Thursday, September 29, 2011

Truth VS Truth

I am extremely conflicted in my impression of this book. And I think this reflects the very nature of the stories presented in The Things They Carried. They are conflicted: true, not true, true, not true. Happening-truth, story-truth. A maelstrom of fiction and non-fiction that sometimes feels raw and poignant and sometimes feels exaggerated and fake. Throughout most of the book, I wanted to take O’Brien by the shoulders and demand to know exactly what’s true and what’s fabricated. He is a sly fox though. I doubt he would answer even if I had him chained upside down and tickled the soles of his feet for days. He addressed this in the book:

By telling stories, you objectify your own experience. You separate it from yourself. You pin down certain truths. You make up others. You start sometimes with an incident that truly happened, like the might in the shit field, and you carry it forward by inventing incidents that did not in fact occur but that nonetheless help to clarify and explain. (O’Brien 152)

This awed and aggravated me in equal amounts.

It was pure frustration yesterday as I reorganized my room and stumbled upon the Pixar movie, WALL-E. Remember when WALL-E is holding the spork and looking left to right? Does it belong with the forks or the spoons? Forks? Spoons? Fiction? Non-fiction? Darn you, O’Brien.

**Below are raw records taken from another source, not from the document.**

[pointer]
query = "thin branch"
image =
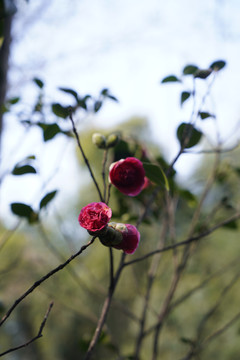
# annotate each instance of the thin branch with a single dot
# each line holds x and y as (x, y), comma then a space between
(44, 278)
(38, 336)
(85, 158)
(185, 242)
(105, 309)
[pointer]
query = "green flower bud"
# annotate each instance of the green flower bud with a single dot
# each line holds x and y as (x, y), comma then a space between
(99, 140)
(112, 140)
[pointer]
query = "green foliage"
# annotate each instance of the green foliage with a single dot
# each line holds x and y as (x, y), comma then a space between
(47, 199)
(188, 135)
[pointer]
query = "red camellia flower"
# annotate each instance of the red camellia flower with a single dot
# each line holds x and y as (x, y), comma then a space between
(130, 238)
(95, 216)
(127, 175)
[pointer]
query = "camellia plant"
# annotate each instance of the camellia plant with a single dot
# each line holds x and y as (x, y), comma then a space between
(156, 288)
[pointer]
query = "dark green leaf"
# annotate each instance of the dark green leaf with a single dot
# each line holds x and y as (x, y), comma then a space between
(25, 169)
(50, 131)
(97, 105)
(60, 110)
(39, 83)
(190, 69)
(202, 74)
(188, 136)
(25, 211)
(170, 78)
(70, 91)
(233, 225)
(218, 65)
(204, 115)
(156, 174)
(47, 198)
(184, 96)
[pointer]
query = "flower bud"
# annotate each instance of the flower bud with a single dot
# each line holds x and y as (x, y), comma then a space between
(112, 140)
(99, 140)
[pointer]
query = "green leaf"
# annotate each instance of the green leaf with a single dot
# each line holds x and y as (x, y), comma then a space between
(39, 83)
(184, 96)
(14, 100)
(202, 74)
(218, 65)
(24, 211)
(232, 225)
(22, 170)
(47, 198)
(50, 131)
(204, 115)
(60, 110)
(70, 91)
(170, 78)
(97, 105)
(190, 69)
(188, 136)
(156, 174)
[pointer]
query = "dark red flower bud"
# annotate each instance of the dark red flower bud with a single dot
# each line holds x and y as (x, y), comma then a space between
(95, 216)
(127, 175)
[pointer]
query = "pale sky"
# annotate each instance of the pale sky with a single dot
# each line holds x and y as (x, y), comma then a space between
(127, 46)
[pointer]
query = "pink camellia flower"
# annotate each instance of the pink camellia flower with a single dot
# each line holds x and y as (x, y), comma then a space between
(130, 237)
(127, 175)
(95, 216)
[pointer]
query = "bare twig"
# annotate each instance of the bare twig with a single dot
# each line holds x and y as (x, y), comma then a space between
(38, 336)
(185, 242)
(44, 278)
(84, 157)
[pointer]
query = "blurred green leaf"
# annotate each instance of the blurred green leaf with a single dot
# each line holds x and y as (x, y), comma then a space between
(218, 65)
(60, 110)
(204, 115)
(97, 105)
(184, 96)
(14, 100)
(190, 69)
(202, 74)
(39, 82)
(47, 198)
(25, 211)
(188, 136)
(22, 170)
(170, 78)
(50, 131)
(156, 174)
(233, 225)
(70, 91)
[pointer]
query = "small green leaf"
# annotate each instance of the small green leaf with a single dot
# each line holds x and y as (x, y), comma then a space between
(14, 100)
(233, 225)
(156, 174)
(71, 92)
(202, 74)
(218, 65)
(47, 198)
(204, 115)
(25, 211)
(184, 96)
(60, 110)
(188, 136)
(170, 78)
(39, 83)
(97, 105)
(50, 131)
(190, 69)
(22, 170)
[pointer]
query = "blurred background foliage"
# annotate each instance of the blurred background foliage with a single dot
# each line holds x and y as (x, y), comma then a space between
(79, 290)
(47, 233)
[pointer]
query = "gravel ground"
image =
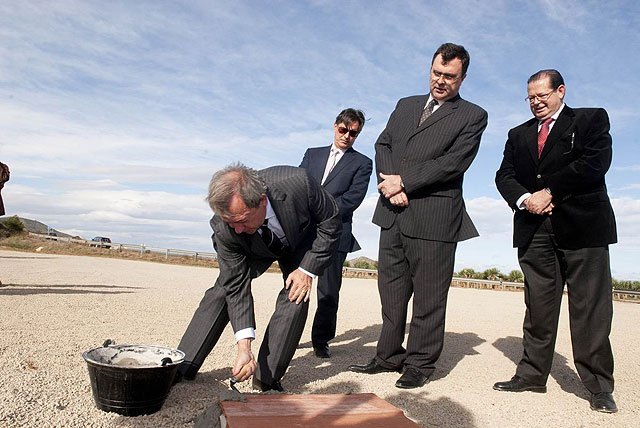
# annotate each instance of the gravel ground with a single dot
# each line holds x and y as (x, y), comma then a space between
(53, 308)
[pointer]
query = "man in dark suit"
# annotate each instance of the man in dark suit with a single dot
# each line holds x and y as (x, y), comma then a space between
(345, 174)
(421, 157)
(555, 163)
(4, 177)
(278, 213)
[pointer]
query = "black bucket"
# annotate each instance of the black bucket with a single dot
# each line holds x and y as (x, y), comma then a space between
(131, 380)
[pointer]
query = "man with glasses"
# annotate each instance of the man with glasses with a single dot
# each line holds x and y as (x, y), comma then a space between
(553, 176)
(421, 157)
(345, 174)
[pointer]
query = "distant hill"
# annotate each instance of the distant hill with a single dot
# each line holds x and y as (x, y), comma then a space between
(35, 226)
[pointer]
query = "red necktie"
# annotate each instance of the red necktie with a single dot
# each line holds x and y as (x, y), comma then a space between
(543, 134)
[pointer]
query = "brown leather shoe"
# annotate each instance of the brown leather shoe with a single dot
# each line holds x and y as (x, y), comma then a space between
(371, 368)
(322, 351)
(518, 384)
(603, 402)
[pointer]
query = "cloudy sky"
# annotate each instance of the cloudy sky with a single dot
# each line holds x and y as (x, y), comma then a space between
(114, 115)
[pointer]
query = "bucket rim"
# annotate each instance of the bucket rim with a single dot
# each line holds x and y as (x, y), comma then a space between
(182, 355)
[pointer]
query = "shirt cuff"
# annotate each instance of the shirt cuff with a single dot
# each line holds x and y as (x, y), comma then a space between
(521, 199)
(312, 275)
(245, 333)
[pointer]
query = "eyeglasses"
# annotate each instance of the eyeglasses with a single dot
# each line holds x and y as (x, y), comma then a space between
(449, 78)
(542, 98)
(352, 133)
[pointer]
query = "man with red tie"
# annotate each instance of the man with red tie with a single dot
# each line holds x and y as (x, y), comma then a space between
(553, 177)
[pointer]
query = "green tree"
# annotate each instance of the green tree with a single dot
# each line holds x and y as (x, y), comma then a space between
(14, 225)
(467, 273)
(492, 274)
(515, 276)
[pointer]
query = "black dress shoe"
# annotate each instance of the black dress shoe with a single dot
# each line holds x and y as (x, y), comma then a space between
(264, 387)
(518, 384)
(372, 368)
(411, 378)
(603, 402)
(177, 378)
(322, 351)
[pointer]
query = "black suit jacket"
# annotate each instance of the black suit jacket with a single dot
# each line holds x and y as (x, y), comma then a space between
(347, 183)
(431, 159)
(573, 164)
(310, 219)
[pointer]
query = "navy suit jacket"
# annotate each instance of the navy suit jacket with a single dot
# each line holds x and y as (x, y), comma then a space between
(573, 163)
(347, 183)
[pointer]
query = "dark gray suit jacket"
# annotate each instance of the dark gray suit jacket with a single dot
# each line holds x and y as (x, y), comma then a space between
(347, 183)
(432, 160)
(575, 159)
(310, 219)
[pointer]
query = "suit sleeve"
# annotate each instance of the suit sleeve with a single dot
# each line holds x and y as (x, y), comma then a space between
(305, 160)
(353, 197)
(235, 277)
(506, 181)
(593, 163)
(384, 149)
(453, 162)
(325, 213)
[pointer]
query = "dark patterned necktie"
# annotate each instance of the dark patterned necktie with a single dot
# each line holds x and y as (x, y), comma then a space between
(427, 111)
(543, 134)
(270, 239)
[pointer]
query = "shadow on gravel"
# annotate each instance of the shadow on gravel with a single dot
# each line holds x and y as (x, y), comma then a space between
(34, 289)
(565, 375)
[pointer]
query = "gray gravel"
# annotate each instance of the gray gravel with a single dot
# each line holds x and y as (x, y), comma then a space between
(53, 308)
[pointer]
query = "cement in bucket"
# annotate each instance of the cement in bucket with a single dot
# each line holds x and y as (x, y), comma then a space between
(131, 380)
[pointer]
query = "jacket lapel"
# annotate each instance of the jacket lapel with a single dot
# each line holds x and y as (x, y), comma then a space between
(447, 108)
(342, 163)
(318, 163)
(563, 123)
(286, 215)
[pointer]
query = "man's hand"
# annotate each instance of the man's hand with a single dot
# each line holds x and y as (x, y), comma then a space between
(539, 203)
(300, 284)
(245, 365)
(390, 185)
(400, 200)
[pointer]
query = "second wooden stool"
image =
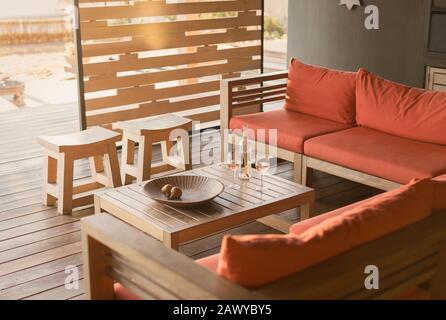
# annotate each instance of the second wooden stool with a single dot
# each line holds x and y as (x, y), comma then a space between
(97, 144)
(147, 132)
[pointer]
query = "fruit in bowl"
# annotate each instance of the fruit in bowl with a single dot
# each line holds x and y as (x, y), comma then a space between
(172, 192)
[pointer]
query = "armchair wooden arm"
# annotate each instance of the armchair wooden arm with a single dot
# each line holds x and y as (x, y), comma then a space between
(238, 94)
(117, 252)
(114, 251)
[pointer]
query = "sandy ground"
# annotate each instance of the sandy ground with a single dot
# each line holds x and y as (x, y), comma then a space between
(41, 68)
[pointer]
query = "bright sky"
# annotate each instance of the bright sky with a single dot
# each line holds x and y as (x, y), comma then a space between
(26, 8)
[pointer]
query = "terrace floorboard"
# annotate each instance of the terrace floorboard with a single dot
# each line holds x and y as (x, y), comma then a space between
(37, 244)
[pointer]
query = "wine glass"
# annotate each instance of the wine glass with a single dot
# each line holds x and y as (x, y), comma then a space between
(233, 164)
(263, 164)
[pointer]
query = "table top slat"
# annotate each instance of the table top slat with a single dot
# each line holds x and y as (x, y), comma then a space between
(190, 212)
(231, 208)
(146, 210)
(180, 216)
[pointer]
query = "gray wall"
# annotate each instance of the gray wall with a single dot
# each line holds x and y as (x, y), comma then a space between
(323, 33)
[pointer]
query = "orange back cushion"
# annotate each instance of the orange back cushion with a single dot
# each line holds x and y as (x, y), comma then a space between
(400, 110)
(321, 92)
(254, 261)
(440, 194)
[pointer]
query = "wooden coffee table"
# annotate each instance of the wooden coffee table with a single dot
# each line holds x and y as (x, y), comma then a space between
(175, 226)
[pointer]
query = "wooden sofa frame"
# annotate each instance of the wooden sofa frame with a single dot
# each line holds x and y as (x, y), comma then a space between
(235, 95)
(117, 252)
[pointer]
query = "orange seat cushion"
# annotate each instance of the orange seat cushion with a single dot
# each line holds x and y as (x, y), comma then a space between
(210, 263)
(255, 261)
(439, 194)
(379, 154)
(302, 226)
(293, 128)
(321, 92)
(121, 293)
(400, 110)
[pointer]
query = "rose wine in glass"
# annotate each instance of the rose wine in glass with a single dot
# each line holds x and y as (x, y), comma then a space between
(233, 165)
(262, 167)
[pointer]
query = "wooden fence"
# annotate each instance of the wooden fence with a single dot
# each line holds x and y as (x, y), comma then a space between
(20, 31)
(147, 58)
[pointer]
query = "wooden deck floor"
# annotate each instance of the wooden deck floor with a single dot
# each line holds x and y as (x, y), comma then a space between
(37, 244)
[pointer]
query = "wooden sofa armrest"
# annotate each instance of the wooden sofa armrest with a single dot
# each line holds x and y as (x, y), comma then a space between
(117, 252)
(246, 94)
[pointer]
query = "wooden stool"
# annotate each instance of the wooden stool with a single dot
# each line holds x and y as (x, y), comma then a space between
(97, 144)
(163, 129)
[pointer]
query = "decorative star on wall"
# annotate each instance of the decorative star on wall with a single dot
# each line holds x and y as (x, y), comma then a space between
(350, 3)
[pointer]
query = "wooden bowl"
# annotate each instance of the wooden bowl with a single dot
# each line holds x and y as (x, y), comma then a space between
(197, 190)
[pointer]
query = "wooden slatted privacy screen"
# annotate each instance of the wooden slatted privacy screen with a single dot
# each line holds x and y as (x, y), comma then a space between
(148, 57)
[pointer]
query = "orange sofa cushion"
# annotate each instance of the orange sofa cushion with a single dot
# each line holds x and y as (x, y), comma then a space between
(440, 194)
(255, 261)
(379, 154)
(400, 110)
(121, 293)
(293, 128)
(302, 226)
(321, 92)
(210, 263)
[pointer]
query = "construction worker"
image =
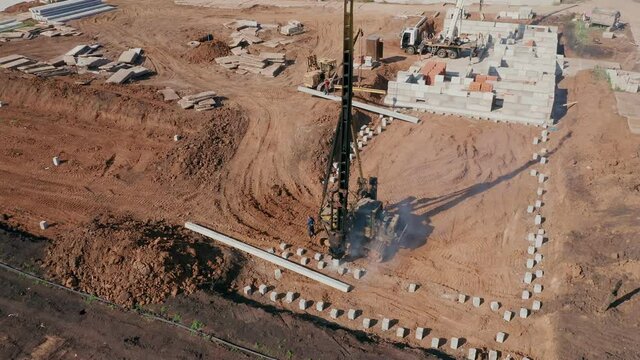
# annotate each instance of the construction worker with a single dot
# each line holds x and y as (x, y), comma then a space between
(311, 227)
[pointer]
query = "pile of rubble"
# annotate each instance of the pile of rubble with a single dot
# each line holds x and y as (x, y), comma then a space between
(203, 101)
(200, 102)
(267, 64)
(30, 66)
(82, 59)
(19, 32)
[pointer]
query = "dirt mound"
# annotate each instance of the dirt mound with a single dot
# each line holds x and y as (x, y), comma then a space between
(207, 52)
(21, 7)
(131, 262)
(202, 156)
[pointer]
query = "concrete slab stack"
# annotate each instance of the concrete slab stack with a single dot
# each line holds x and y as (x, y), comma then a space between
(69, 10)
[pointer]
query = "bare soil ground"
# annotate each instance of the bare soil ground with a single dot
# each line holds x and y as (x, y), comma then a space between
(251, 169)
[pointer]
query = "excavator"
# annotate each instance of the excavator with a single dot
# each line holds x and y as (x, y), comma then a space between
(354, 221)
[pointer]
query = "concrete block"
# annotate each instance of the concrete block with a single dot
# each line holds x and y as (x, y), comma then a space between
(367, 323)
(530, 263)
(262, 289)
(537, 220)
(495, 306)
(536, 306)
(334, 313)
(303, 304)
(472, 354)
(352, 314)
(528, 277)
(290, 297)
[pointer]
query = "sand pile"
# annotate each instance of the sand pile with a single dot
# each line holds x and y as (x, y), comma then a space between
(130, 262)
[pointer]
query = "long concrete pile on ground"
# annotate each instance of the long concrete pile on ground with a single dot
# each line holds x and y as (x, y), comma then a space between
(267, 64)
(203, 101)
(520, 86)
(69, 10)
(6, 25)
(491, 30)
(624, 80)
(30, 66)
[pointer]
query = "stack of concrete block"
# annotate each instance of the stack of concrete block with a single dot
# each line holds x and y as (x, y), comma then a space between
(124, 75)
(292, 28)
(130, 56)
(624, 80)
(69, 10)
(200, 102)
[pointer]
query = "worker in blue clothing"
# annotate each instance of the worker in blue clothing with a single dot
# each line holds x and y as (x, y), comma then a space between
(311, 227)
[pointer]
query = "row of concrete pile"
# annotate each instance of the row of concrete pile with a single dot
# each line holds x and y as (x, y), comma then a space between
(69, 10)
(267, 64)
(11, 31)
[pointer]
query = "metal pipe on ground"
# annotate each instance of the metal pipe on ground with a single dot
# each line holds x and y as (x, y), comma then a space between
(361, 105)
(314, 275)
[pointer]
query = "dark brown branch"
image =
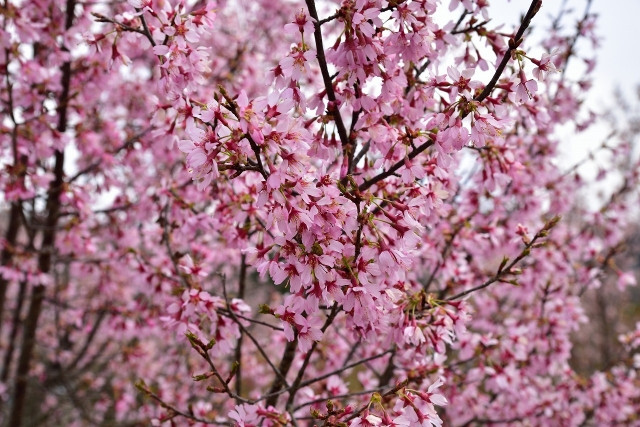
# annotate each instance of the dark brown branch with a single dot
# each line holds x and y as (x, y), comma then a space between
(328, 84)
(48, 242)
(514, 42)
(393, 169)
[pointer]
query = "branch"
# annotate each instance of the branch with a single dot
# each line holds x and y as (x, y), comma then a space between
(328, 84)
(505, 269)
(514, 42)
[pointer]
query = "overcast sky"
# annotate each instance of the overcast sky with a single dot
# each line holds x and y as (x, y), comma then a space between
(618, 24)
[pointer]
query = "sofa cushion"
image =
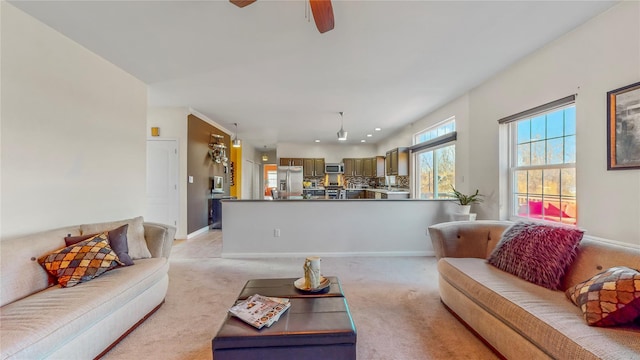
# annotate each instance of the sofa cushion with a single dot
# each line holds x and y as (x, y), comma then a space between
(117, 241)
(542, 316)
(135, 235)
(609, 298)
(38, 324)
(82, 261)
(538, 253)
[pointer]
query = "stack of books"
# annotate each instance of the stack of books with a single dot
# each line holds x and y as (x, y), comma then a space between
(260, 311)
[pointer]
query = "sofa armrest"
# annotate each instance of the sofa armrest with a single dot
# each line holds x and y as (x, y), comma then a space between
(466, 238)
(159, 238)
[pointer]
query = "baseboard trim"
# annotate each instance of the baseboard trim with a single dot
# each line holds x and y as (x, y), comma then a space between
(328, 254)
(128, 331)
(198, 232)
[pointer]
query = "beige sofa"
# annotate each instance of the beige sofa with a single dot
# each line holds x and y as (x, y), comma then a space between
(39, 320)
(516, 318)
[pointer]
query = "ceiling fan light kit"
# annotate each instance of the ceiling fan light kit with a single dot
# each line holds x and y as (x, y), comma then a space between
(322, 11)
(342, 135)
(236, 142)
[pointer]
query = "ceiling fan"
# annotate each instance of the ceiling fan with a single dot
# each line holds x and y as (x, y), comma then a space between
(321, 9)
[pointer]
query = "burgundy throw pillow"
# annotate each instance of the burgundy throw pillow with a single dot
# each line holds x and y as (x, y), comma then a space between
(117, 242)
(538, 253)
(535, 207)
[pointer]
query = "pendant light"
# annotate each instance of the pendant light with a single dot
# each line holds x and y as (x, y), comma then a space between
(236, 141)
(342, 135)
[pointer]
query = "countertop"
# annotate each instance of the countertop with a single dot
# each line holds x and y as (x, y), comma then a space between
(379, 190)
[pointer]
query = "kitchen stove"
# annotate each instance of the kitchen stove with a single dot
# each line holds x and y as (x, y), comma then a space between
(332, 190)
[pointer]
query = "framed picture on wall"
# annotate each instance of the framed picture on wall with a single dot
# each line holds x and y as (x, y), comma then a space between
(623, 128)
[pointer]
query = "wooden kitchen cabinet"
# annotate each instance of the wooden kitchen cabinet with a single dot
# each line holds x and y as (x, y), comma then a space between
(367, 167)
(348, 167)
(373, 167)
(291, 162)
(397, 162)
(313, 167)
(353, 167)
(377, 166)
(319, 167)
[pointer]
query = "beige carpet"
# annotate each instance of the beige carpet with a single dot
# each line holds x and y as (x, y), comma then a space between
(394, 303)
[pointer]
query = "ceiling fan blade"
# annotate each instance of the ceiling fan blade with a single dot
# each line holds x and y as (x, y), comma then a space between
(242, 3)
(322, 14)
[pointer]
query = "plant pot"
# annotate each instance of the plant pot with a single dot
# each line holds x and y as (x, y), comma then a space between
(464, 209)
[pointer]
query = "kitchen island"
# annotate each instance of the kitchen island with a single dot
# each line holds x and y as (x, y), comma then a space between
(324, 227)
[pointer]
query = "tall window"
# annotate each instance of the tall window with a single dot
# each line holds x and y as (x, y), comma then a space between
(434, 158)
(542, 157)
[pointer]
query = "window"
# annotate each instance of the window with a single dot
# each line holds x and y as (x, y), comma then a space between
(542, 162)
(434, 158)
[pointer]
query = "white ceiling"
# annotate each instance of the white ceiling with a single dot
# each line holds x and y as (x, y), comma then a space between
(267, 68)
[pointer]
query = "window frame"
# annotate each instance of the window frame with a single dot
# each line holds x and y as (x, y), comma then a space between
(511, 122)
(447, 139)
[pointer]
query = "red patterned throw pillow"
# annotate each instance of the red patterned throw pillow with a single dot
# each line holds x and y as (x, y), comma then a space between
(538, 253)
(82, 261)
(612, 297)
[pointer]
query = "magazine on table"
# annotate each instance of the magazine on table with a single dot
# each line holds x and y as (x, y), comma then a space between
(260, 311)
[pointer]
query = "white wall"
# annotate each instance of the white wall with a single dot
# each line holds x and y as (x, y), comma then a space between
(330, 227)
(172, 122)
(73, 132)
(599, 56)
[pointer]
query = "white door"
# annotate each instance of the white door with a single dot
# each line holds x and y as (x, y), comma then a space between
(162, 181)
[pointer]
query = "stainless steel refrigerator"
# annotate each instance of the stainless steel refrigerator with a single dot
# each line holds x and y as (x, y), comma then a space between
(290, 181)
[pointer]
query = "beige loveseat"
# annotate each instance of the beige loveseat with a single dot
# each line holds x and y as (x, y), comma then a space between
(516, 318)
(39, 319)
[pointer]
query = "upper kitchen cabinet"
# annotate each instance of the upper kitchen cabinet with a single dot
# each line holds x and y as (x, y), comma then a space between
(291, 162)
(397, 162)
(313, 167)
(353, 167)
(373, 167)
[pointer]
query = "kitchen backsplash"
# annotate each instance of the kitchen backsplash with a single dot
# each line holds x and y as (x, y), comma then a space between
(361, 181)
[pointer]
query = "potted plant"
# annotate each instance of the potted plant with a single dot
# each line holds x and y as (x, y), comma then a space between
(465, 201)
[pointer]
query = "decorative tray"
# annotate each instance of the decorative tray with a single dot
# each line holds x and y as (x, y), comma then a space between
(300, 285)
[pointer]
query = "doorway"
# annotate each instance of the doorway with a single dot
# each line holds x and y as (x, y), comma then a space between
(270, 179)
(162, 181)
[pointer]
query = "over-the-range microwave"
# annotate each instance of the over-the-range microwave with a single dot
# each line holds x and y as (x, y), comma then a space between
(334, 168)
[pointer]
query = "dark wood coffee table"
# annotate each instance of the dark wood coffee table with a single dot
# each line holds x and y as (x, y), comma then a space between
(316, 326)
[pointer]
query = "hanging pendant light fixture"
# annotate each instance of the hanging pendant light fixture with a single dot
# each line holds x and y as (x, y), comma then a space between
(236, 141)
(342, 135)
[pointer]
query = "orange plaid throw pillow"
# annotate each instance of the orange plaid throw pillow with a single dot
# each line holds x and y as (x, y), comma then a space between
(82, 261)
(609, 298)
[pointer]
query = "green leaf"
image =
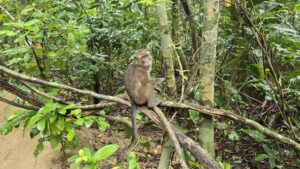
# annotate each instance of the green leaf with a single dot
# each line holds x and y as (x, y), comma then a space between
(194, 115)
(103, 125)
(79, 122)
(254, 134)
(71, 134)
(8, 33)
(272, 162)
(222, 126)
(297, 7)
(106, 152)
(73, 158)
(54, 141)
(14, 51)
(88, 122)
(76, 112)
(233, 135)
(9, 125)
(41, 125)
(39, 148)
(261, 157)
(71, 39)
(60, 124)
(64, 109)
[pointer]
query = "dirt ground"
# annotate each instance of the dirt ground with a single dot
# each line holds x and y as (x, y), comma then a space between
(16, 148)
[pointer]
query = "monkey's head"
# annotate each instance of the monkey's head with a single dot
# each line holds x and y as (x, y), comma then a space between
(144, 58)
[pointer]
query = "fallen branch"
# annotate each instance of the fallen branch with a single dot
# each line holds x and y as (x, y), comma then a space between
(23, 106)
(109, 98)
(202, 109)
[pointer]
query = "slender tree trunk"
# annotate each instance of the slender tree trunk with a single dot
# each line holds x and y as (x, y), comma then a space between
(166, 47)
(168, 53)
(192, 25)
(207, 70)
(175, 34)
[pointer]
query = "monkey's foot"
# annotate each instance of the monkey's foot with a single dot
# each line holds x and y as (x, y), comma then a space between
(123, 153)
(155, 103)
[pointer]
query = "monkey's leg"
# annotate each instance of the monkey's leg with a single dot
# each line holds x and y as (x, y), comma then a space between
(151, 100)
(130, 147)
(134, 126)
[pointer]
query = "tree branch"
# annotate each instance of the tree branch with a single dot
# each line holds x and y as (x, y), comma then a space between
(202, 109)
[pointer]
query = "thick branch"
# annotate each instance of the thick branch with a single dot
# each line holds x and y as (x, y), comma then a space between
(18, 92)
(18, 104)
(59, 100)
(62, 86)
(173, 137)
(209, 111)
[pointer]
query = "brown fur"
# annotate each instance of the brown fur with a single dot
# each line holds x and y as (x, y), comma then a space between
(137, 80)
(140, 89)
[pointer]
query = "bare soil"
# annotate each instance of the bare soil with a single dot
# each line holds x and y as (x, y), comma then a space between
(16, 148)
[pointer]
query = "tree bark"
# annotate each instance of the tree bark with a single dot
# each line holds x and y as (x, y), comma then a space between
(207, 70)
(166, 47)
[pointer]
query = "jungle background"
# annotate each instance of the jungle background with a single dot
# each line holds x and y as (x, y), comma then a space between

And that is where the conflict arose –should truth be the truth of what realistically happened? Or, should it be the truth of what it felt like to be there and witness all the blood, gore, and loss? The Things They Carried is based on enough truth to get me where it hurts and where it matters. In “the Nam,” in the jungle, there was a platoon of young men. Some of them died, some of them did not. Tim O’Brien did not, and he has tried his best to heal and memorialize; and I believe that he has done that. The beauty of this book lies not necessarily in the war stories at its center, but rather in the undulating, overlapping entanglements that are people’s lives, in the act of using storytelling as a means of bringing the many facets of fragmented memory forward into the present day. O’Brien constructed and reconstructed his own experiences in order that they convey the real truth, far beyond the “truth” of what really happened and what did not. He pieced together the fragments to form a unified, disjointed, fictional, honest whole. As O’Brien writes, “In the end a true war story is never about war. It’s about sunlight” (81).

1 comment:

  1. In our hunt for the "truth," I realized that the source of my frustration was simply the result of my illogical habit of thinking: there is a right and wrong. I should believe in the right. Truth is equivalent to what is right.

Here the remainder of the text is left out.